However, a distant family member is a doctor, and their reading of the symptom constellation is that the girl has juvenile bipolar disorder - a contentious diagnosis in Australia. Added to this the local education department will not provide extra in school support unless there is a clear diagnosis, and someone in the department has developed a nice little list of symptoms for bipolar, with the implication that if we sign a form to say she has bipolar then the girl will get extra help. She certainly has 7 of the criteria, but from my point of view, these could fit with at least 3 other issues. However, over a barrel, I accepted that we need extra help, so I signed the form last year..... Now of course everyone outside our service thinks the answer to getting change is some miniscule tweaking of medication. We, on the other hand, have tried many times to get change going for this girl - with medication as an inpatient and an outpatient used to target symptoms. This means she has been on one of the prime medications for bipolar for some time - with no success.
What has worked over the last few months is a clear and careful plan, focusing on one symptom at a time, with careful grading and practice of solutions. And our patient has attended school for a whole term. There is still a way to go, and we still need to focus better on mum and her problems, and possibly the mum and dad's relationship. I made the point today that about 5-6 years down the track the jigsaw will be much clearer, and we will all look back with the retrospectoscope, and say: "Oh, is that what was going on?" In the meantime we just have to keep plodding on (and try to avoid labels and medication). Sometimes life is very complex, and you just have to keep putting one foot in front of the other in the sure knowledge you will get to a destination.
The other case happened last night. As you will see if you visit our suicide prevention studies site, one major interest is in self-injury and its complex relationship with suicidality, and occasionally completed suicide. I received a phone call from a young woman who has been cutting herself, and also been in and out of anorexia nervosa over many years. She was at the casualty department waiting and waiting to have a cut sewn up. As is usual she had been treated with contempt, and then was sewn up without anaesthetic. Why is it that perfectly reasonable health staff turn into vengeful angels when faced with self-injury? "You are not really a patient (or perhaps even a person) if what you do is self injury!"

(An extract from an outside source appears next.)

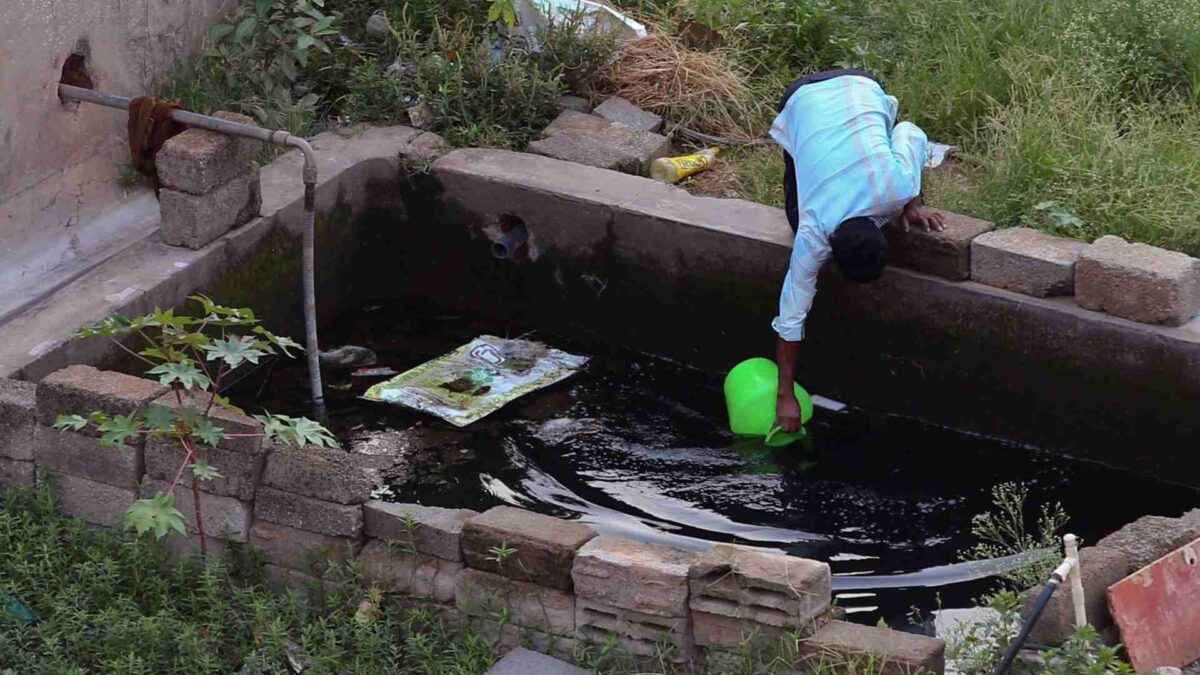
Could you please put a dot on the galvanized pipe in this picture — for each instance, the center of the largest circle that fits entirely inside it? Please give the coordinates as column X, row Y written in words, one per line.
column 310, row 204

I am not the prime therapist for this woman, but we have presented on the same platform at conferences on self-injury. She phoned because there is a plan in place, and in the notes, which says she is not to be admitted unless 'in extremis'. She just wanted to go home to her family. The emergency staff wanted to take blood to see whether she had also taken an overdose (she had not), then they wanted to admit her on the grounds that this time the cut was deep and took 20 stitches. She was waiting to see a psychiatric registrar. She wondered whether I would speak to the registrar, and explain what I knew of her history, and the written plan, and see whether that would keep her out of hospital. I did, and the registrar was very pleasant. My young colleague told me later the registrar "was horrible. Rude. Short. Grumpy." And these are the so called 'helping professionals'!